Individualisierung, Pathologisierung und Dramatisierung treten kombiniert in medialen und wissenschaftlichen Auseinandersetzungen zu (De-)Radikalisierung und Strafvollzug auf. Dort, wo Individuen extremen Situationen der Geschlossenheit ausgesetzt sind (Neuber & Zahradnik 2019) und sich soziale Probleme akkumulieren, treten öffentliche und politische Problematisierung noch deutlicher hervor (Groenemeyer 2010). So hat sich eine weitere diskursive Konstruktion[6] etabliert, bei der Sicherheit und Radikalisierung im Kontext des Strafvollzugs dramatisiert[7] werden. Gefängnisse werden zuweilen als „Durchlauferhitzer“ (Korn 2015) oder „Brutstätten“ (Vidino 2013: 31) für Radikalisierungsprozesse beschrieben und erhalten damit eine besondere Rolle bei der Konstruktion des sozialen Problems Radikalisierung. Demnach stünden Inhaftierte in der Gefahr, sich während ihres Aufenthaltes innerhalb der „totalen Institution“ Gefängnis (Goffman 2016 [1973]) sowohl auf ideologischer Ebene, in Form von Rechtfertigungs- und Neutralisierungstechniken, als auch auf der Handlungsebene, in Form von Aneignung besonderer ‚skills‘, wie etwa dem Umgang mit Waffen, zu radikalisieren (Basra et al. 2016).
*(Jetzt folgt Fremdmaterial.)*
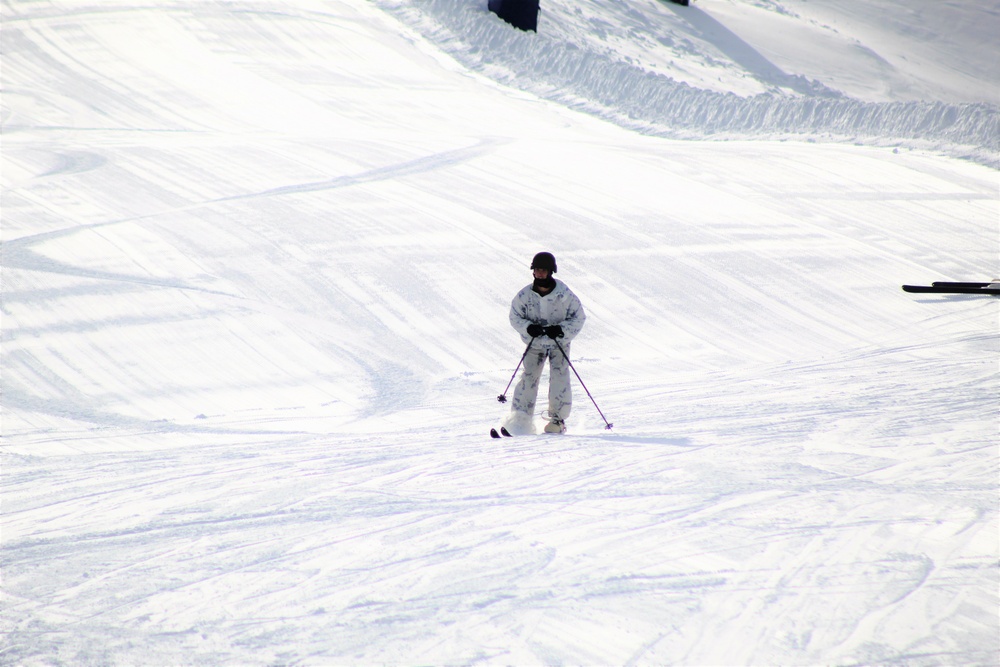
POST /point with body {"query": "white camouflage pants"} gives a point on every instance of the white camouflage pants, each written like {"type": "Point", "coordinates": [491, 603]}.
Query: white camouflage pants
{"type": "Point", "coordinates": [560, 393]}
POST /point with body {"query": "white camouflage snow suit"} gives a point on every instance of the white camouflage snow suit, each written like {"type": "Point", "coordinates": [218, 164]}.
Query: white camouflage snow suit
{"type": "Point", "coordinates": [562, 307]}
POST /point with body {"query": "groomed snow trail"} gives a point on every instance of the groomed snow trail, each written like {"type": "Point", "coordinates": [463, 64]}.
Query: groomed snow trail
{"type": "Point", "coordinates": [257, 259]}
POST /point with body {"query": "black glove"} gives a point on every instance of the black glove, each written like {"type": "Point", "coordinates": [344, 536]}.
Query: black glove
{"type": "Point", "coordinates": [555, 331]}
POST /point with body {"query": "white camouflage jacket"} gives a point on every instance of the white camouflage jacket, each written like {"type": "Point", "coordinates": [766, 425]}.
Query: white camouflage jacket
{"type": "Point", "coordinates": [560, 306]}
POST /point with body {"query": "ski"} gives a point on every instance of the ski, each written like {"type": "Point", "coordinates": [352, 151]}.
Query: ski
{"type": "Point", "coordinates": [969, 285]}
{"type": "Point", "coordinates": [943, 289]}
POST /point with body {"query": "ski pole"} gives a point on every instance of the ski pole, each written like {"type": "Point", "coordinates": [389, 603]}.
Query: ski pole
{"type": "Point", "coordinates": [608, 425]}
{"type": "Point", "coordinates": [503, 397]}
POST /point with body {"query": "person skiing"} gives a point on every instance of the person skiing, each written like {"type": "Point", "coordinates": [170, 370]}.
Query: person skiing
{"type": "Point", "coordinates": [548, 316]}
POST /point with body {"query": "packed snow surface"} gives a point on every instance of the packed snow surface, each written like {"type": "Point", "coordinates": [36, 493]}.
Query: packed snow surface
{"type": "Point", "coordinates": [257, 260]}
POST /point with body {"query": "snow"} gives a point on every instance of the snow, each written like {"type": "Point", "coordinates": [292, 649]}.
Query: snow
{"type": "Point", "coordinates": [257, 258]}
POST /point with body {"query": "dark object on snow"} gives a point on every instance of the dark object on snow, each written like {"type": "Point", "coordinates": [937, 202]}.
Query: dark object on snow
{"type": "Point", "coordinates": [954, 288]}
{"type": "Point", "coordinates": [544, 260]}
{"type": "Point", "coordinates": [521, 14]}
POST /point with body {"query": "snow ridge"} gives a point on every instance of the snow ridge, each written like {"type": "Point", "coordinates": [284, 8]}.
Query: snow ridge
{"type": "Point", "coordinates": [622, 92]}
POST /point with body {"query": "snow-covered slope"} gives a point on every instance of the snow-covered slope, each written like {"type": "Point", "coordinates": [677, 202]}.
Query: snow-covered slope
{"type": "Point", "coordinates": [683, 71]}
{"type": "Point", "coordinates": [257, 258]}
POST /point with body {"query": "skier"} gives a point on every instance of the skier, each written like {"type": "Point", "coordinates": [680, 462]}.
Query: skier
{"type": "Point", "coordinates": [544, 312]}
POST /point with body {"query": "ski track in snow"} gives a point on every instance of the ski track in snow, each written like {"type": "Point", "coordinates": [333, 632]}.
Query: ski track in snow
{"type": "Point", "coordinates": [257, 261]}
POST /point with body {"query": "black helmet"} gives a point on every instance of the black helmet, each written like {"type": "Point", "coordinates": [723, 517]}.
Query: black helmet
{"type": "Point", "coordinates": [544, 260]}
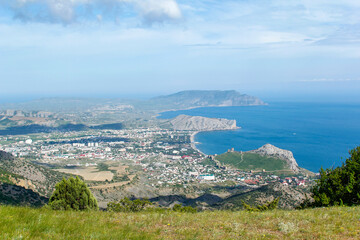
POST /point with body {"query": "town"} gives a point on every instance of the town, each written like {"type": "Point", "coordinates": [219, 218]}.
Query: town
{"type": "Point", "coordinates": [164, 157]}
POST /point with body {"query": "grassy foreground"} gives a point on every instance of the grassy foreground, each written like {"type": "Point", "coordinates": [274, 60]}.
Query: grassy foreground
{"type": "Point", "coordinates": [322, 223]}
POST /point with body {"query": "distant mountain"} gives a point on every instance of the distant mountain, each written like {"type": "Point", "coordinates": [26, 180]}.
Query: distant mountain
{"type": "Point", "coordinates": [267, 157]}
{"type": "Point", "coordinates": [198, 98]}
{"type": "Point", "coordinates": [96, 106]}
{"type": "Point", "coordinates": [197, 123]}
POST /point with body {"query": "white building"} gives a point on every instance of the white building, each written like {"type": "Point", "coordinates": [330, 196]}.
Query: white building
{"type": "Point", "coordinates": [207, 177]}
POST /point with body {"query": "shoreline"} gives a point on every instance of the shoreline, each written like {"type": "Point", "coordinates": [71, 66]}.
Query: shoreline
{"type": "Point", "coordinates": [192, 138]}
{"type": "Point", "coordinates": [192, 142]}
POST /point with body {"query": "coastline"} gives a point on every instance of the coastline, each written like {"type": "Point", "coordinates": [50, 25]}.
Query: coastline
{"type": "Point", "coordinates": [192, 138]}
{"type": "Point", "coordinates": [192, 142]}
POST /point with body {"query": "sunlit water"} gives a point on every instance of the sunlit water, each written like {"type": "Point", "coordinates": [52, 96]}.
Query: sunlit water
{"type": "Point", "coordinates": [319, 135]}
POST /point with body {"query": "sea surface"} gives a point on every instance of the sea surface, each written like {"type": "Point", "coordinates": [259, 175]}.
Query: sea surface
{"type": "Point", "coordinates": [318, 134]}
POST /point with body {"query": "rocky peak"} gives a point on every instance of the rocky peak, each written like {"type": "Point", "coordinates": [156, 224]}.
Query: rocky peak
{"type": "Point", "coordinates": [272, 151]}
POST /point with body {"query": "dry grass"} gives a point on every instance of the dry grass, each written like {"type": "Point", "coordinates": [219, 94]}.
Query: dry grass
{"type": "Point", "coordinates": [323, 223]}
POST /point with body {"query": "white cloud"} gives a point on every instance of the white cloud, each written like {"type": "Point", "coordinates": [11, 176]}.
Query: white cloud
{"type": "Point", "coordinates": [69, 11]}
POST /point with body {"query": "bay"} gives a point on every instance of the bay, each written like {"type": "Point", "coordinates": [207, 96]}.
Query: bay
{"type": "Point", "coordinates": [318, 134]}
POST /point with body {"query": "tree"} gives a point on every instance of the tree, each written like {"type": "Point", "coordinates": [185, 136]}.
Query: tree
{"type": "Point", "coordinates": [72, 194]}
{"type": "Point", "coordinates": [339, 186]}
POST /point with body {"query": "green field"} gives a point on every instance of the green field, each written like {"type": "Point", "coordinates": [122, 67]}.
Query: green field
{"type": "Point", "coordinates": [322, 223]}
{"type": "Point", "coordinates": [252, 161]}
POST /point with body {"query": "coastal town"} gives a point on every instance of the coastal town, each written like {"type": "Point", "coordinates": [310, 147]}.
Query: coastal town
{"type": "Point", "coordinates": [164, 157]}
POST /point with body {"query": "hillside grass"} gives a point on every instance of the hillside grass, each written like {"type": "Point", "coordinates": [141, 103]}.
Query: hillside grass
{"type": "Point", "coordinates": [252, 161]}
{"type": "Point", "coordinates": [321, 223]}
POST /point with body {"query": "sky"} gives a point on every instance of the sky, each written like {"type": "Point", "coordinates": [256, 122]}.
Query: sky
{"type": "Point", "coordinates": [274, 49]}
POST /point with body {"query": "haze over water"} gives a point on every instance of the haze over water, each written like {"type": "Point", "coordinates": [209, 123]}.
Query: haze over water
{"type": "Point", "coordinates": [318, 134]}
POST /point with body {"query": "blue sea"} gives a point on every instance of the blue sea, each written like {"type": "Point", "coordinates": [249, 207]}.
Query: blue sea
{"type": "Point", "coordinates": [318, 134]}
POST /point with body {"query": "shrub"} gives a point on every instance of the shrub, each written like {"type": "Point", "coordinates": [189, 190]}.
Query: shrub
{"type": "Point", "coordinates": [339, 186]}
{"type": "Point", "coordinates": [180, 208]}
{"type": "Point", "coordinates": [72, 194]}
{"type": "Point", "coordinates": [264, 207]}
{"type": "Point", "coordinates": [127, 205]}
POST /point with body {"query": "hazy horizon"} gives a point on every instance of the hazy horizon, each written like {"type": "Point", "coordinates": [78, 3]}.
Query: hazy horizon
{"type": "Point", "coordinates": [280, 50]}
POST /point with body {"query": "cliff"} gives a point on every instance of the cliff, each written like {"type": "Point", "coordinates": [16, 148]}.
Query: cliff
{"type": "Point", "coordinates": [196, 98]}
{"type": "Point", "coordinates": [272, 151]}
{"type": "Point", "coordinates": [197, 123]}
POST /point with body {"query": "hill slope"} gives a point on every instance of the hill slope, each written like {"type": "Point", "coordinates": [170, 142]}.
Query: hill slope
{"type": "Point", "coordinates": [267, 157]}
{"type": "Point", "coordinates": [289, 197]}
{"type": "Point", "coordinates": [197, 123]}
{"type": "Point", "coordinates": [29, 175]}
{"type": "Point", "coordinates": [196, 98]}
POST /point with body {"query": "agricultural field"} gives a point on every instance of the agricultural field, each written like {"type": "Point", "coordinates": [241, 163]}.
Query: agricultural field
{"type": "Point", "coordinates": [252, 161]}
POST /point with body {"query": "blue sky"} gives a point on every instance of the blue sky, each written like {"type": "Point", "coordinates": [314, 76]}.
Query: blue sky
{"type": "Point", "coordinates": [280, 49]}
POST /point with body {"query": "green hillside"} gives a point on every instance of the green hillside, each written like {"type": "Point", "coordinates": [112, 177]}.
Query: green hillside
{"type": "Point", "coordinates": [252, 161]}
{"type": "Point", "coordinates": [322, 223]}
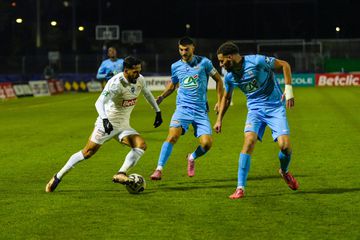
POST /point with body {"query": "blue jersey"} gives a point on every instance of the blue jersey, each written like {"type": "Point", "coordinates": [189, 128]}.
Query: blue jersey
{"type": "Point", "coordinates": [193, 80]}
{"type": "Point", "coordinates": [110, 68]}
{"type": "Point", "coordinates": [257, 81]}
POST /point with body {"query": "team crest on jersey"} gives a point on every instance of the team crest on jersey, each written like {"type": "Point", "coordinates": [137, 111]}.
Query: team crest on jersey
{"type": "Point", "coordinates": [191, 82]}
{"type": "Point", "coordinates": [132, 89]}
{"type": "Point", "coordinates": [105, 93]}
{"type": "Point", "coordinates": [129, 103]}
{"type": "Point", "coordinates": [250, 74]}
{"type": "Point", "coordinates": [267, 60]}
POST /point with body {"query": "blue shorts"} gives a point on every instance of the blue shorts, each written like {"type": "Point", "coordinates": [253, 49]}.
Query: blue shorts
{"type": "Point", "coordinates": [184, 116]}
{"type": "Point", "coordinates": [274, 117]}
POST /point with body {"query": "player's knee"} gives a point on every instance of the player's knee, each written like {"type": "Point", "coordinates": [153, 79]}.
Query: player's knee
{"type": "Point", "coordinates": [207, 144]}
{"type": "Point", "coordinates": [142, 146]}
{"type": "Point", "coordinates": [88, 153]}
{"type": "Point", "coordinates": [286, 150]}
{"type": "Point", "coordinates": [249, 145]}
{"type": "Point", "coordinates": [172, 139]}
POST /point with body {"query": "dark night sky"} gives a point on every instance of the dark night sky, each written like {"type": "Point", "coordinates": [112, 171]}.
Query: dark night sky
{"type": "Point", "coordinates": [221, 19]}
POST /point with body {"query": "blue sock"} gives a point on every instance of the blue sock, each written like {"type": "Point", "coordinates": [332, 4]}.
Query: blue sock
{"type": "Point", "coordinates": [165, 152]}
{"type": "Point", "coordinates": [198, 152]}
{"type": "Point", "coordinates": [244, 166]}
{"type": "Point", "coordinates": [284, 161]}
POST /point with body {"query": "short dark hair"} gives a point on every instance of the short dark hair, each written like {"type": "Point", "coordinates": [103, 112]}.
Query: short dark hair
{"type": "Point", "coordinates": [130, 62]}
{"type": "Point", "coordinates": [228, 48]}
{"type": "Point", "coordinates": [186, 41]}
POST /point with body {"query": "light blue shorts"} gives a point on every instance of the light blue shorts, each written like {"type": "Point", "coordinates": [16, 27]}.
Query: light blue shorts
{"type": "Point", "coordinates": [184, 116]}
{"type": "Point", "coordinates": [274, 117]}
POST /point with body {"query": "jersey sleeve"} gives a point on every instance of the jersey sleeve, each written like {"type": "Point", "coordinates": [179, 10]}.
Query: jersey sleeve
{"type": "Point", "coordinates": [148, 95]}
{"type": "Point", "coordinates": [209, 68]}
{"type": "Point", "coordinates": [229, 87]}
{"type": "Point", "coordinates": [101, 74]}
{"type": "Point", "coordinates": [109, 91]}
{"type": "Point", "coordinates": [265, 61]}
{"type": "Point", "coordinates": [174, 78]}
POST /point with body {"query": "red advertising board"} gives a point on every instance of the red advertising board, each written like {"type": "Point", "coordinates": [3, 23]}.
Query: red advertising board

Auch hier steht die islamistische Radikalisierung im Mittelpunkt wissenschaftlicher Untersuchungen (Hoffmann et al. 2017) und medialer Debatten (Völlinger 2017). Als Ergebnis dieser Thematisierung von islamistischer Radikalisierung in Haft sind europaweit in den vergangenen Jahren zahlreiche Deradikalisierungsprogramme für Gefängnisse aufgelegt worden (BMFSFJ 2017; Ronco et al. 2019). Prävention und Intervention von Radikalisierung, insbesondere in Gefängnissen, haben sich als weiteres Feld für Politik, Medien, Wissenschaft und Fachpraxis etabliert.

Versicherheitlichte Forschungsperspektiven und Politisierung der Forschung

Einer gleichsam pointierten wie unscharfen aber prominenten Definition von Peter Neumann zufolge beschreibt Radikalisierung „what goes on before the bomb goes off.“ (Neumann 2008: 4) Diese Charakterisierung legt einen zentralen Punkt des hegemonialen Radikalisierungsparadigmas offen: Als Endpunkt von Radikalisierung wird ein terroristischer Akt gedacht und es sind in weiten Teilen Sicherheitsinteressen, die die öffentliche wie auch die wissenschaftliche Auseinandersetzung mit dem Phänomen motivieren und bestimmen. Forschungen über Radikalisierungsprozesse verfolgen auf einer Metaebene das Ziel, die Gesellschaft durch gezielte Aufklärung ‚sicherer‘ zu machen. Der Aufstieg dieses politisierten und versicherheitlichten Radikalisierungsparadigmas korrespondiert mit einem allgemeinen Trend der „Versicherheitlichung“ sozialer Probleme (Brand 2016; Schabdach 2011) und dem Aufstieg von „Prävention“, sprich vorbeugendem Handeln, zum „übergreifenden Modus des Zukunftsmanagements zeitgenössischer Gesellschaften.“ (Bröckling 2008: 47) Ökonomische Krisen und terroristische Anschläge erwecken den Eindruck dauerhafter Unsicherheit. Besonders in westlichen Staaten ist die Bewahrung oder Wiederherstellung öffentlicher Sicherheit zur obersten Prämisse avanciert (Carvalho 2017: 1). Die Herstellung von Sicherheit habe so sehr an Bedeutung gewonnen, dass Prävention von Kriminalität über das Wohl des Einzelnen gestellt werde. Diese Entwicklung bezeichnet Carvalho (2017: Preface) als „preventive turn“. Er versteht sie als „direct consequence of a tension which lies at the core of liberal society and which is expressed through the law.“ Das Leitprinzip der „Prävention“ ist einzuordnen in gesamtgesellschaftliche Entwicklungen, die unter Begriffen wie „Risikogesellschaft“ (Beck 1986; Hughes 2003) und „Sicherheitsgesellschaft“ (Singelnstein & Stolle 2012) subsumiert werden und zu einer „präventiven Sicherheitsordnung“ (Trotha 2003) führen. Die konstruierten Bedrohungslagen werden durch die Idee von Prävention ad absurdum geführt. Das Paradox der Prävention besteht in der Aufrechterhaltung einer Gefahrensituation, bei gleichzeitiger Suggestion einer Beherrschbarkeit dieser Gefahr (Zabel 2018). Auf die darin enthaltene dialektische Ambivalenz von gesellschaftlicher Sicherheit auf der einen und Einschränkungen der individuellen Freiheit auf der anderen Seite ist bereits vielfach hingewiesen worden (Carvalho 2017; Singelnstein & Stolle 2008; Peters 2019).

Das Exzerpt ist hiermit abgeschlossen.